Rimbaud utilise la forme du sonnet, dans laquelle il introduit un certain nombre de modifications. Il
change le schéma des rimes des deux quatrains, place l'articulation principale entre le premier
quatrain (la nature) et le second (le personnage), utilise un trimètre « romantique » pour souligner
la rupture entre ces deux parties et mettre en valeur l'entrée en scène du « héros » de son poème.

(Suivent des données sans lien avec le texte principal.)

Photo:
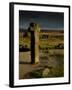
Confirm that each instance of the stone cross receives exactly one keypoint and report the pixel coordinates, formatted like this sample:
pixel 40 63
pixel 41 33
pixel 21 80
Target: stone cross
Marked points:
pixel 34 30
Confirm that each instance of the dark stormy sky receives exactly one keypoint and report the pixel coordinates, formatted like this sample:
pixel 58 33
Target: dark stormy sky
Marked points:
pixel 53 20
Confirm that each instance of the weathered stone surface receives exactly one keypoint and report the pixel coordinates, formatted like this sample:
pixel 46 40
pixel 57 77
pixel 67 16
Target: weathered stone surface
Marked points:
pixel 34 30
pixel 45 73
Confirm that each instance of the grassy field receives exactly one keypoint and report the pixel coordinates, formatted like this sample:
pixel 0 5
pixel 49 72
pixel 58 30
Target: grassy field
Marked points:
pixel 51 55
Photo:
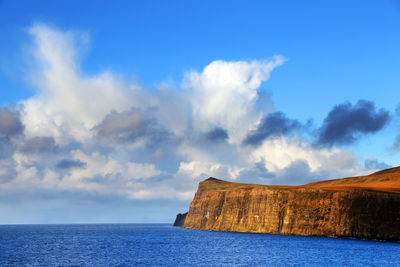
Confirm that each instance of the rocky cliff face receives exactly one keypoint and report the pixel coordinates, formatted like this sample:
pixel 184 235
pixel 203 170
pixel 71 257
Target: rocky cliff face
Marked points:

Il se livre néanmoins à un travail virtuose sur la composition, qui renvoie pour une grande part à
l'art pictural, comme le recommandaient les Parnassiens.

c.Une musique ambiguë


Le poète n'ignore pas non plus l'art de la musique, comme en témoignent les allitérations et
assonances, ou la rime intérieure du vers 7 (étendu/nue). Pourtant le « chant » de la rivière
annoncé au premier vers paraît bien discordant : Rimbaud multiplie les rejets (vers 3, 4, 7, 14) et
contre-rejet (vers 9), ainsi que les rejets internes ( « enfant // malade » au vers 10, « trous //
rouges » au vers 14). Tous ces rejets mettent en valeur les termes qui sont susceptibles d'inquiéter le
lecteur, qui introduisent une discordance dans la scène. De plus, au dernier vers, la césure met en
valeur le parallélisme sonore entre « trous » et « rouges », termes qui se retrouvent tous deux
accentués. La couleur rouge, celle du sang, contraste violemment avec l'harmonie du paysage. Elle
met également en valeur le terme « trou », qui porte le premier accent du poème. On comprend
alors que ce trou est le symbole de la perforation, de l'agression dont a été victime le jeune soldat,
tout en étant le nid douillet de son repos.